Savaş paralelinde dünyanın genelinde yükselen milliyetçilik ve neo-faşizm aklın bükücüsü rolünü oynuyor. Geçtiğimiz günlerde Türkiye’deki oligarşik iktidar yapısının tertibiyle düzenlenip “muhalif” politik aktörlerin müthiş katkıları sayesinde geniş hoşnutsuz kesimlerin enerjilerinin TC’nin restorasyonuna akıtılmasıyla neticelenen “seçim” de bu meselenin tezahürlerinden biri oldu. Türkiye’deki hâkim rejimin nasıl bir tezgâh kurduğunu iyi bilen ve bundan yararlanmayı önüne koyan Batılı yönetimler ve rejime epey yatırım yapan Rusya’nın yanı sıra Arap ülkeleri Erdoğan’ın “zafer”ini kutlamakta gecikmedi. AB yöneticileri ise birinci turdan önce Türkiye’ye gelmek isteyen bazı AGİT gözlemcilerinin engellendiğini; buna ilaveten ilk turda ihlaller olduğunu bilmelerine rağmen AGİT heyetinin seçim gözlem raporunu dahi beklemeyerek Erdoğan’ı alkışlayan koroya katıldılar. Nitekim ertesi gün duyurulan rapor seçimlerin adil olmadığına ilişkin açık gözlem ve ifadeler içeriyordu. AB değerlerinin iyice görünmezleştiği neo-faşist akımları destekleyen Avrupa egemenleri için pazarlık yapabilecekleri rejimin sürmesi, belirsizlik olasılığı içeren “yeni” bir yönetimden elbette daha iyiydi.
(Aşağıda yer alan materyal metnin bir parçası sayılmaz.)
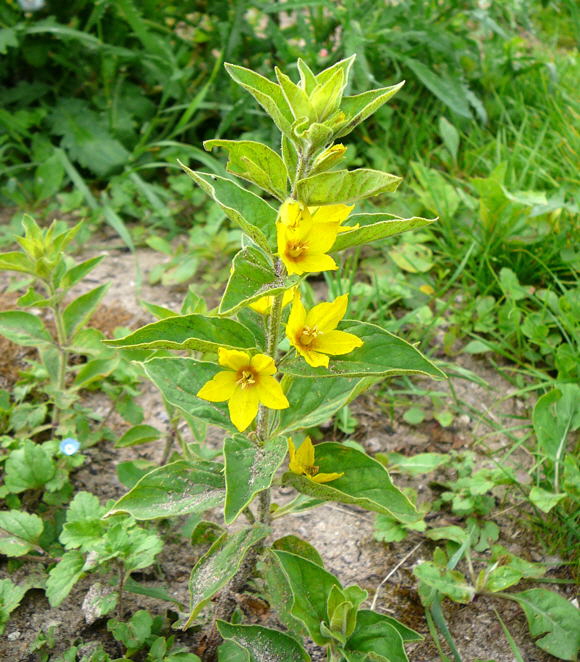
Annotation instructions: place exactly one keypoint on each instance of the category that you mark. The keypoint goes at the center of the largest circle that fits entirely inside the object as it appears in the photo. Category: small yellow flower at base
(314, 334)
(264, 304)
(302, 462)
(247, 383)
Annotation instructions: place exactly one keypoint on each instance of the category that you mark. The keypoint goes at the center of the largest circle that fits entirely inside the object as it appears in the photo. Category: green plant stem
(61, 344)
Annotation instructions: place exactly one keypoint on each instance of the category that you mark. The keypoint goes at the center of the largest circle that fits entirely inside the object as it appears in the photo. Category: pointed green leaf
(255, 162)
(188, 332)
(315, 401)
(79, 311)
(295, 96)
(382, 355)
(553, 616)
(175, 489)
(296, 545)
(179, 379)
(19, 532)
(138, 434)
(16, 261)
(219, 564)
(10, 596)
(249, 470)
(357, 108)
(252, 277)
(267, 94)
(451, 583)
(24, 329)
(254, 216)
(375, 227)
(310, 586)
(374, 633)
(345, 186)
(64, 576)
(365, 482)
(263, 644)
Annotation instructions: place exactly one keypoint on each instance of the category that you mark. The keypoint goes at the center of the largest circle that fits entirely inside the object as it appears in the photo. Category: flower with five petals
(314, 333)
(245, 384)
(302, 462)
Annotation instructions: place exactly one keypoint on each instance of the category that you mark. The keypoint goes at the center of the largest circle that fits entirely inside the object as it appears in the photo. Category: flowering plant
(303, 218)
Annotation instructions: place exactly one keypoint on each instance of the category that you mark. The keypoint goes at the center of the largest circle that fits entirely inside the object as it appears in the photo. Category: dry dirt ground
(342, 534)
Rejimin “zafer”ine ilişkin sosyal medya tebrikleri ve şaşalı kutlama törenine ilgi bir hayli yoğundu. Bu süreçte ne ABD-AB’nin pragmatist ilgisi, ne rejimin nüfuz alanına dâhil etmeye çalıştığı Afrika ülkelerinin tutumu, ne de perişan haldeki Ermenistan Başbakanı Paşiyan’ın hâlleri kimseyi çok şaşırtmadı. Belli bir mantık dâhilinde izah edilebilir yanları vardı. Mesela Paşinyan uzun zamandır içinde bulunduğu çıkmazdan tek çıkış yolu olarak TC’yi görüyor. Batı-NATO kapısı olarak değerlendirdiği TC’ye yanaşarak yeni-Osmanlı’ya millet-i sadıka olabildiği ölçüde bu işten sıyrılabileceğini zannediyor. Nitekim onu kolundan tutup Erdoğan’ın huzuruna çıkaran da NATO Genel Sekreteri Stoltenberg olmuş.

Erdoğan ve Paşinyan

Rejimin “zafer”iyle ilgili kimi sürpriz çıkışlar ise bazı Latin Amerika/Abya Yala ülkelerinin yönetimlerinden geldi. Venezuela Devlet Başkanı Maduro’nun renk körü hali uzun zamandır biliniyordu. Bir süredir rejimden fayda uman Küba yönetimi de şaşırtmadı. Brezilya Devlet Başkanı Lula, Bolivya Devlet Başkanı Arce ve sabık Devlet Başkanı Evo Morales’in sosyal medyadan da olsa Erdoğan’ı kutlamaları dikkat çekiciydi. Erdoğan’ı aklına getirmeyenler de vardı. Şili Devlet başkanı Boric ve Kolombiya Devlet başkanı Petro gibi.

Abya Yala ülkelerinin genelinde Venezuela eski Devlet Başkanı Chavez hayattayken 21. Yüzyıl Sosyalizmi, Bolivarcı sosyalizm gibi adlandırmalarla asıl olarak Latin milliyetçiliğinin egemen olduğu bir sol anlayış etkiliydi. Fakat özellikle 2009’da Honduras’ta dönemin sol iktidarına karşı ABD destekli askeri darbeyle birlikte sol genel olarak ABD emperyalizmi karşısında inisiyatif kaybetmeye başladı. Abya Yala ülkelerinde daha sonra iktidar olan “sol” kesimler giderek iddialarını kaybetti, alenen sosyal demokrat çizgiyi tercih ederken, “sosyalizm” sözcüğü bir laf olarak dahi dile getirilmemeye başlandı. Yeni bir dünyayı yaratma arzusu “sol” politik figürlerin önemli bir kısmı tarafından terk edildi.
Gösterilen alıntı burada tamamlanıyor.